What if homicide detection evolved into a private, existential lottery show, with colored balls naming victims and killers and any element of chance eliminated?
That's what happens in Steven Spielberg's Minority Report, set in 2054 A.D. ESP predictions from savants dubbed "Pre-Cogs" (for "pre-cognitives"), operating from an experimental Justice Department unit based in Washington, allow cops to stop murders before they're committed. The Pre-Cogs - normal-looking human adults - live in an amniotic fluid that nourishes them, feeds their psychic capacities and channels their visions into jumbled images of incipient fatal attacks. (In one of the movie's slyer touches, they're named Agatha, Dashiell and Arthur - for Christie, Hammett and Conan Doyle.)
Once these fractured pictures coalesce into a crime scene, they trigger two balls that run down Rube Goldberg tubing, with a victim's name on one and the name of his or her killer on the other. It's a triumph for victim's rights. The victim is always the winner. Except, of course, he or she isn't a victim yet.
The virtuoso opening is one of two sequences that suggest how cogent this sprawling smorgasbord of a movie could have become. (I'll note the second one later.) We see the current head of the Pre-Crime unit, John Anderton (Tom Cruise), "scrub the image." In other words, he dissects the Pre-Cogs' vision as it's projected on an enormous curving screen, isolating details with gestures from sparkling interface devices on his fingers.
He's been compared to an orchestra conductor, but the mechanical way Cruise moves makes him look more like a sign-language interpreter addressing a giant audience. Anderton knows the time the murder will occur, but not the exact location. After intense high-speed detective work, he goes after the future murderer in a race against the clock, with only nanoseconds to spare.
So far, so thrilling. But too much of Minority Report is facile, albeit at a very high level.

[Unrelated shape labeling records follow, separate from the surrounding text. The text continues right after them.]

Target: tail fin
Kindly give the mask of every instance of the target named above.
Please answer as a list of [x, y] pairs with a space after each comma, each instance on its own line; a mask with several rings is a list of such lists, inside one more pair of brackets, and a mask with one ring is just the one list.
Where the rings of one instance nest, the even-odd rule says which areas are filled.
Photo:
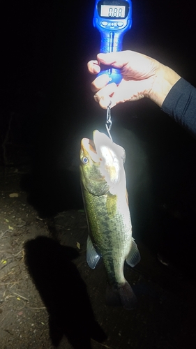
[[106, 303], [111, 306], [122, 305], [126, 309], [134, 309], [137, 298], [130, 284], [108, 285], [106, 290]]

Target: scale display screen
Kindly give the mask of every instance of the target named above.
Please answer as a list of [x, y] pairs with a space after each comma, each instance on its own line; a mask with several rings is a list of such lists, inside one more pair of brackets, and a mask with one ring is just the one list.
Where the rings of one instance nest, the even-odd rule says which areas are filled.
[[100, 17], [125, 18], [126, 6], [116, 5], [101, 5]]

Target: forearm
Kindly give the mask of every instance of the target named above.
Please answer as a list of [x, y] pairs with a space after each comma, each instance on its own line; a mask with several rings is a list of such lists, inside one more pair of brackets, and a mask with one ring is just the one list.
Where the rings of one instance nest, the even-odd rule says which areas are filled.
[[196, 137], [196, 89], [181, 78], [165, 98], [162, 110]]
[[169, 91], [180, 78], [180, 75], [172, 69], [158, 62], [152, 87], [147, 97], [162, 107]]

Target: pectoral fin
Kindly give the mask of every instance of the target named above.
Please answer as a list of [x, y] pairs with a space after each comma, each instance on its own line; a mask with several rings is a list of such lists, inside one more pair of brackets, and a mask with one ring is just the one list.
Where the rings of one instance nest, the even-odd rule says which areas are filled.
[[130, 267], [135, 267], [140, 261], [140, 254], [134, 239], [132, 238], [131, 248], [126, 261]]
[[88, 235], [86, 244], [86, 261], [90, 268], [95, 269], [99, 259], [100, 255], [96, 252], [91, 242], [91, 239], [89, 235]]

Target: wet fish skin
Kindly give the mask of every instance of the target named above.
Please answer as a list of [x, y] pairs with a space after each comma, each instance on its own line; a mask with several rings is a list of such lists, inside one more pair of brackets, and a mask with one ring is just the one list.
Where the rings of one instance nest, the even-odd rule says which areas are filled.
[[123, 275], [124, 261], [140, 260], [132, 226], [123, 168], [125, 151], [104, 133], [93, 132], [93, 142], [83, 138], [80, 177], [89, 225], [86, 260], [95, 268], [100, 256], [107, 271], [107, 303], [135, 308], [136, 297]]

Taken from a story by Philip K. Dick (who also wrote the source material for, among other films, Blade Runner and Total Recall), it means to be a marriage of eye candy and brain food - an anti-utopian spectacle as well as a fable of civil rights curtailed and restored, joining the kinetic special effects of our era with the emotional kicks of '40s film noir. If it clicked, it would be all those things at once. Instead, it's more like an eclectic anthology held together by Cruise's Eveready energy and persistent glare.